There wasn’t much I could do with my hair but I had gelled it for more bulk and I sat with the poise of an American businesswoman, cross-legged, relaxed, coolly regarding the glossy magazines in the waiting room.

Marilyn, the blond, good-looking, fortysomething secretary, finally announced me: “Miss Martinez from Great Northern Insurance,” she said.

I entered the office.

“Miss Martinez,” the man said, not getting up from his desk.

“Mr. Jackson,” I replied with a smile and passed him the card with the fictitious name and cell phone number.

“I’m a very busy man, what’s this about?” he asked, taking the card Ricky had made for me, crumpling it, and throwing it in a wastebasket.

“The next piece of paper I’m going to give you will be a subpoena, I hope you take better care of that,” I said, annoyed but inwardly thanking him for letting me enter the role without the necessity of small talk.

“You can’t touch me, you’re not a cop,” he said with a little tremor.

“No?” I said with a look that told him I knew everything. Every little scam he’d pulled over the last five years. A bend of the law here, a few false accounts there. There wasn’t a garage in the world that hadn’t defrauded an insurance company at some point, and the Pearl Street Garage of Fairview, Colorado, was surely no different.

He grimaced. His mouth opened and closed like a dying snapper.

I sat back in the chair. Breathed. Watched.

The TV news tells us that Americans are all bloated capitalists but this was not the case in Colorado. The trophy wives on Pearl Street, the Hollywood types, the hardworking Mexicans in the Wetback Motel-lean. Mr. Jackson was no exception. Mid-fifties, but trim. Skinny arms, prominent Adam’s apple, dyed black hair, and dead, beady, blue-black eyes. Like those of a stuffed animal. I had the feeling that Mr. Jackson was one of those people undergoing a starvation diet in the hope of living longer.

There was certainly something not quite together about him.

Sweat on the temple. Tremble in the lip.

It made me depressed. Did everyone have a dark secret? Did everyone lie? No wonder cops got worse as they got older. Ten years in you’d need a machete to cut through the layers of cynicism.

I couldn’t bear to look at his face so I examined his clothes. A color-blind ensemble. Beige shirt, purple slacks, bright red tie with some kind of crest on it. After the clothes the room. Neat freak. A few landscapes on the wall. Empty desk. Phone. Pic of wife and four kids. A long sofa where he and Marilyn probably fucked.

Behind him, in the distance, I could see a ski lift carrying little empty chairs up a mountain.

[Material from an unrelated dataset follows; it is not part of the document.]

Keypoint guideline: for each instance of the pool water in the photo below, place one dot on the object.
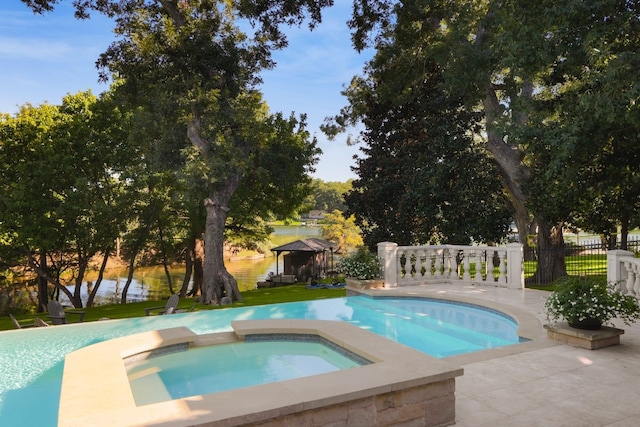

Empty because there wasn’t much snow, I assumed. I watched them for a while.

The silence cracked him, as I knew it would.

People, and especially people in sales, hate quiet. It reminds them of the eternity of lost mercantile opportunities under the coffin lid.

He fished the card from the trash. “Inez Martinez, Great Northern Insurance,” he read slowly. I nodded. “What can I do for you, Miss Martinez?”

“I’m investigating a fraudulent insurance claim,” I began. “I think you know what I’m talking about.”

His face whitened and he sat on his hands to stop them shaking. Christ, this character would last precisely thirty seconds in one of my basement interrogation rooms.

“I, I don’t know what you’re talking about,” he said.